Data analysis is at the core of data science, enabling professionals to extract insights, identify patterns, and make evidence-based decisions. This course equips you with practical tools and techniques to analyze structured and unstructured data from various sources, preparing them for real-world applications such as predictive modeling, trend analysis, and text mining. Similarity will pop up in many algorithms & fields (for example: clustering, recommendation systems, KNN, RAG...)
What?
This course covers foundational and advanced topics in data analysis, from data collection and preprocessing to the application of analytical models. You will learn about web data extraction, file format handling, time series, text mining techniques, and similarity measures.
Curriculum:
Introduction to Data Analysis
Overview of the data analysis process, key concepts in data science, types of data, data cleaning basics, and exploratory data analysis (EDA) techniques using visual and numerical summaries.
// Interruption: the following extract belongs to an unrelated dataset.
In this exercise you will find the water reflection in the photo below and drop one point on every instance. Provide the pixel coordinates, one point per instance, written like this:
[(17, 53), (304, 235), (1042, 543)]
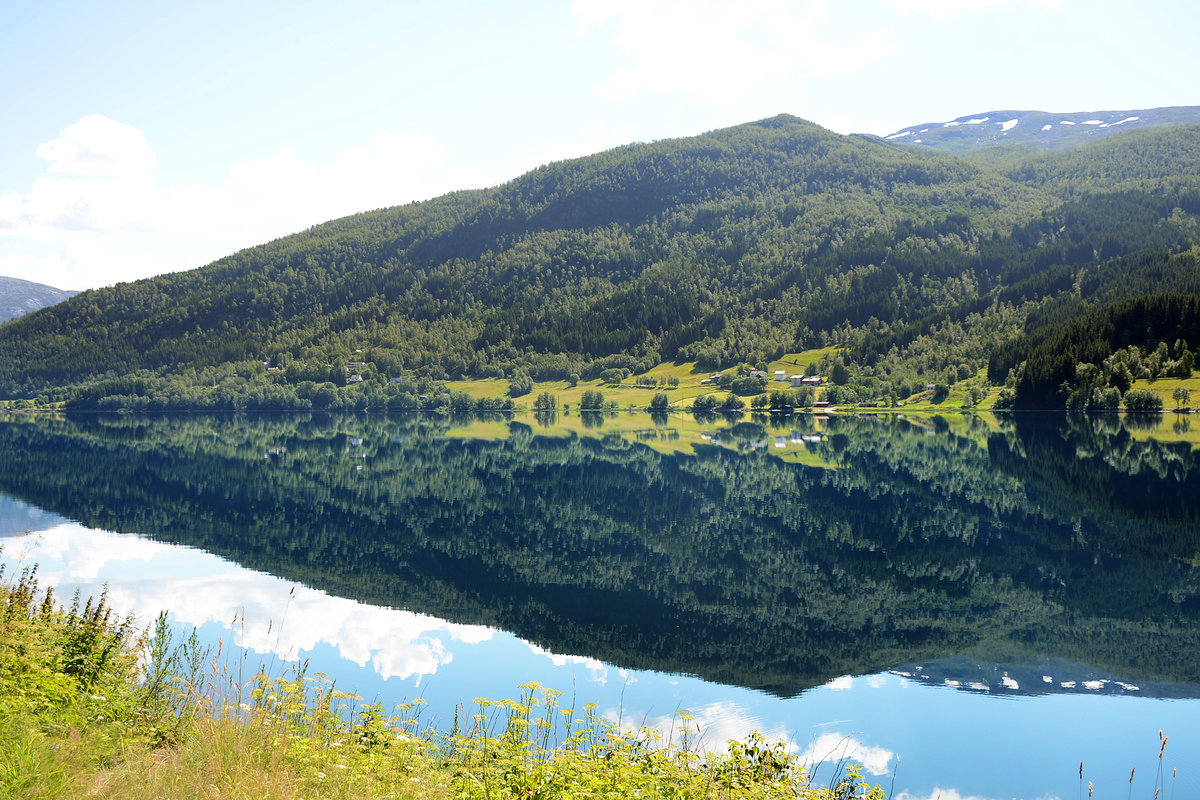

Data Scraping and Web Data Collection
Techniques for extracting data from websites and online platforms, understanding APIs, using tools like BeautifulSoup or Scrapy, and addressing ethical considerations in web scraping.
XML and JSON Data Formats
Understanding the structure of XML and JSON files, parsing techniques in Python, transforming nested data, and integrating data from external web APIs and files.
Time Series Analysis
Analyzing temporal data, identifying trends and seasonality, time series decomposition, forecasting methods like ARIMA, and applications in business and finance.
Sentiment Analysis
Using natural language processing to classify text sentiment, understanding lexicon-based vs. machine learning approaches, and applying sentiment models to product reviews, tweets, or news articles.
Text Analysis
Techniques for preprocessing textual data (tokenization, stemming, stopword removal), feature extraction methods like TF-IDF, and identifying patterns or topics within large text corpora.
Regression Models
Review of linear regression, introduction to multiple regression, model evaluation techniques, assumptions checking, and using regression in predictive analytics.
Dynamic Programming and Edit Distance
Understanding dynamic programming as an algorithmic strategy, computing edit distance between strings, applications in spell checking, plagiarism detection, and bioinformatics.
Similarity
Measuring similarity between text documents or data vectors using cosine similarity, Jaccard index, Euclidean distance, and understanding their roles in clustering and recommendation systems.
Vector Space Model
Representing documents in vector space, applying TF-IDF weighting, calculating similarity, and using the model in information retrieval and ranking tasks.
Notes
Don’t worry about knowing everything at once—focus on understanding the logic behind each method and how it’s used in real-world problems. Small projects or side exercises can really help solidify the concepts.